When Mr. Wagner returned, he showed them the most effective way to strike a sledgehammer on a boulder, then to find its grain and split it open by hammering on a cold chisel. Hubert Frett turned out to be the best at doing that. Dry brush was burnt on the most recalcitrant rocks until they were so hot that they could be split open by buckets of cold sea water being poured over them and chiselled down into more manageable pieces.

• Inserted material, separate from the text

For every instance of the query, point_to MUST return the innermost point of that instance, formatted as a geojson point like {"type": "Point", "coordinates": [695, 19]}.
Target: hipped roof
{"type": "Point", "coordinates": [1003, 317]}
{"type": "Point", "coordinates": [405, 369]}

The smallest bits, like gravel, were piled up to make concrete, and the larger ones placed by the water’s edge to build a large dock on both sides of the slipway. It would form an effective breakwater and also provide a substantial concreted work area. However, the bottom of the bay was uneven and had to be built up by up to two feet for the part of the track extending under the water.

Mr. Wagner flew to Puerto Rico via St. Thomas to engage Abarca Machine Shop and Foundry to cast 24 new wheels for the slipway on steel shafts to roll on double rails, for extra strength, bolted to iron sleepers, to maintain the exact gauge. The men positioned each section underwater directed by Mr. Wagner in a dinghy peering through a glass-bottomed bucket — leaving the tops of the rails clear for four sections of track.

The work, however, had to be interrupted after Mr. Wagner heard that a 90-foot yacht called Lystria belonging to Ceci Cromwell and her husband had reached St. Thomas from Gibraltar.

They had asked him to harbour and maintain it at Trellis Bay and skipper it when they went sailing.